Cities welled up and were overwhelmed.
The green kept rising until we waded in algae
and at night a phosphorescent bloom
lit the pathways our limbs had traveled
and pocked the surface of the water with sparks
This dire threat to humanity becomes weirdly bucolic, a still life that compares the pastoral (“Vines covered/the brick debris, a pheasant nested/in the high grass of the razed block”) favorably against the bare and institutional (“We lined up at the agency and spoke/only of our strengths and not of the law”). Here we see Gibbons’ keen gift for diction―her ability to guide the reader seamlessly through changes in attitude and conceptual leaps, on display also in the marvelous “Poppy:”

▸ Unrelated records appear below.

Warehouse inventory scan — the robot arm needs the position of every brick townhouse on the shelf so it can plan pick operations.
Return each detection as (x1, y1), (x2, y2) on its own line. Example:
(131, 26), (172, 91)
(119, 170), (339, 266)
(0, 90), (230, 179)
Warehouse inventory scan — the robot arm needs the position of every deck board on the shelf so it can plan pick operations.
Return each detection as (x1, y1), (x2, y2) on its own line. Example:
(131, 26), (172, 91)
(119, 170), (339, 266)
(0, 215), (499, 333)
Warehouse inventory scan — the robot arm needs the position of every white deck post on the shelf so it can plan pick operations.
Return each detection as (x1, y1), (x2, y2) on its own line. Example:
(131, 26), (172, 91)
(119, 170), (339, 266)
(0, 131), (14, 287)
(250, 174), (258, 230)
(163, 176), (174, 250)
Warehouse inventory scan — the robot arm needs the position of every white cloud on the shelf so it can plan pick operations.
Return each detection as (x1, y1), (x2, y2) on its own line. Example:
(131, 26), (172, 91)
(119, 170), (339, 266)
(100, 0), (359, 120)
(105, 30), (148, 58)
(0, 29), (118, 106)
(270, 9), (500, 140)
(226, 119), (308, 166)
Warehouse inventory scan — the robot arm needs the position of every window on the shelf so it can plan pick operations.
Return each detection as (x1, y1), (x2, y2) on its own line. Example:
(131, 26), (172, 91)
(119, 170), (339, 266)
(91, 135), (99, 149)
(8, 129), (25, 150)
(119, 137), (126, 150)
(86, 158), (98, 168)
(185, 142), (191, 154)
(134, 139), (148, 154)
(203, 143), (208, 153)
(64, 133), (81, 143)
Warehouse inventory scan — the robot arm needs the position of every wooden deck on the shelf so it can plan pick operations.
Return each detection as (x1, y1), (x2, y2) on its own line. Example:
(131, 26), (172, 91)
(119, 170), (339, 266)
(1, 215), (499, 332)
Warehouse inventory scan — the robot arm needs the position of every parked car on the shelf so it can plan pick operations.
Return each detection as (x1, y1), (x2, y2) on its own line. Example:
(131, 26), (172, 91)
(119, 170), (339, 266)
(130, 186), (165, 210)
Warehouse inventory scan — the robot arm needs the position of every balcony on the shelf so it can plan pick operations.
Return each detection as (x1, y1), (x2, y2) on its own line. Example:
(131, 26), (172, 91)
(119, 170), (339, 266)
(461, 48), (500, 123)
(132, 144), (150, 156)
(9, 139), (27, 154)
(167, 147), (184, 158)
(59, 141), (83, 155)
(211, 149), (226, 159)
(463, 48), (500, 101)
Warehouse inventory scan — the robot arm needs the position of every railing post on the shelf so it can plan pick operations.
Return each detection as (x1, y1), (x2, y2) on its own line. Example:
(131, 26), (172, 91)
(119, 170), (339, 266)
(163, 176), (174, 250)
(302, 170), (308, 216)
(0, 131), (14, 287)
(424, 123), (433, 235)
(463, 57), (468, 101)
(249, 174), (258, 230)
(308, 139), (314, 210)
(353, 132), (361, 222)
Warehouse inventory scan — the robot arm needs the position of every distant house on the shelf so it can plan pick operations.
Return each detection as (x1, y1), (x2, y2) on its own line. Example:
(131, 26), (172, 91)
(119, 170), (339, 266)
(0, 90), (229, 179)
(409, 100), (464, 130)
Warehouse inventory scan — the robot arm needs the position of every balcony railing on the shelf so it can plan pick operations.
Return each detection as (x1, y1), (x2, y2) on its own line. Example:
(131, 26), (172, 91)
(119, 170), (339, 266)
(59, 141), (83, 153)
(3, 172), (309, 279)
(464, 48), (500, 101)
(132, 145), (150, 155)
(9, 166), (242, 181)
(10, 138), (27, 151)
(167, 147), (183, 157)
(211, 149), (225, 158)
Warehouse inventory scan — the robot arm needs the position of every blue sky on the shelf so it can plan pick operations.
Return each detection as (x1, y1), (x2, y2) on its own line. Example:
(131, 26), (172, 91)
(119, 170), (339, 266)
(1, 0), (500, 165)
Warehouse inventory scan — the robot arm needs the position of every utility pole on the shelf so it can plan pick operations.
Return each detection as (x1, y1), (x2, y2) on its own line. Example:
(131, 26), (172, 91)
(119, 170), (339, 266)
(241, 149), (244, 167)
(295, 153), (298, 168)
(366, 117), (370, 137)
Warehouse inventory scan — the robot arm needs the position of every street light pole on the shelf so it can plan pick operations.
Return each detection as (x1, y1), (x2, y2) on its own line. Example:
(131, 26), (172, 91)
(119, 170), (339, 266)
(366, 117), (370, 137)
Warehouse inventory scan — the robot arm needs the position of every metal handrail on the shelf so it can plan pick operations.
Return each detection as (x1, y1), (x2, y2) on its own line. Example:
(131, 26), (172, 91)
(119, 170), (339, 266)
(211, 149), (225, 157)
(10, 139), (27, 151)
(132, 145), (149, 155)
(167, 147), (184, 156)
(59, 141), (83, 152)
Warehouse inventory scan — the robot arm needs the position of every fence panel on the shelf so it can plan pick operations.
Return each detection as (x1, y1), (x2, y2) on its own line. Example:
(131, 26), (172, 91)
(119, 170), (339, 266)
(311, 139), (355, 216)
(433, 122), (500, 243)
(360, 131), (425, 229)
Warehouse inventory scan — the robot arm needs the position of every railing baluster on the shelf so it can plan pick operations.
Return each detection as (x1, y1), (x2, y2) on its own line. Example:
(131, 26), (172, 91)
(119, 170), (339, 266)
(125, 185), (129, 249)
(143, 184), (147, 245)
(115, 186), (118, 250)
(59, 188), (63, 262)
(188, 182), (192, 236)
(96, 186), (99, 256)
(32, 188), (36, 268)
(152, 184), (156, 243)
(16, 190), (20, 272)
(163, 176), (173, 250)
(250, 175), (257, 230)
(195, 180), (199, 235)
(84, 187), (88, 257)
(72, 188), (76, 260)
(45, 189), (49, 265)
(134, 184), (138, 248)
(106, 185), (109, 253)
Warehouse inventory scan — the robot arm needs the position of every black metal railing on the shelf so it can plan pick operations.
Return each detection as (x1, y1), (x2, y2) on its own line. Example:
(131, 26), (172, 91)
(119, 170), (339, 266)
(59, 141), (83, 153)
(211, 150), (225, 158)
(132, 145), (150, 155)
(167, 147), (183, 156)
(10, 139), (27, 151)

Poppy that my heart was, sullen
mouth agape and buzzing in
the upper cavity of resonance
Poppy that my heart was, tissue-thin
petals a-droop, such doggerel
Demeter’s narcosis for whosit
lost one doesn’t sleep here
she can’t, somnia is a fall
slow enough to float, Poppy
had a heart made of paper and
tulle loops her mother sewed
to keep her wound up close
remember that my heart was
so inscribed on gravestone whilst
you, Canker Flower, did stray
I’m frankly in awe of this one: so taut, full of laddered sound and mixed registers, the formal “a-droop,” for instance, calling sonically to the slangy “whosit,” the double meaning of “agape” (also Greek for “selfless love”), and perfectly measured tension for a poem about the mother/daughter bond. Appearances by goddess-figures are not infrequent in this collection; in the similarly tight and sound-heavy “Muse the Drudge,” for instance:
I, hackneyed beauty queen
with kitchen knife, whir, tilt off
spin fast, a heavy eddy I am no
girl-wisp, nor clipped wing-tip
nor treachery of baubles, nor branded
by word, nor shut up in a cave
no-body, no birdie, I leak, call me
Sheela-na-gig, Astate, Dora, cheap
whiskey in cut-crystal. . .
[N]or shut up in a cave: a rebellious Persephone, Antigone declining suicide, muse as dominatrix, “harlot,” spoiled child: “I lick you, there/now you’re licked.”
The third and final section of the book features work that is perhaps a little less restive, maybe because so many poems are elegiac. In “Waymark” the now familiar voice yearns to be still for a moment, despite chaos and shifting ground: “Quiet now. Bells in the square ring at strange intervals/and no shadows lengthen. In another country, this medicine/is called Moment and it is very expensive.” And in the beautifully candid “Elegy,” we grieve, along with the speaker, not just an old man’s death but the awful indignities of dying: “gone the edema and the groan/and the diapered man cut down like a stand of Shagbark hickory.” Ultimately Gibbons’ most uncanny gift is for coaxing the reader along on her fevered voyage—as Jericho Brown says in the introduction, “We are stuck journeying―toiling, you might say, the religious sense―until we can fix our eyes on someone who will journey with us.” Gibbons’ is a stirring journey, indeed, with plenty of lyrical detours: a wild ride.
Amy Beeder’s third book, And So Wax Was Made & Also Honey, is forthcoming from Tupelo Press. She lives in Albuquerque.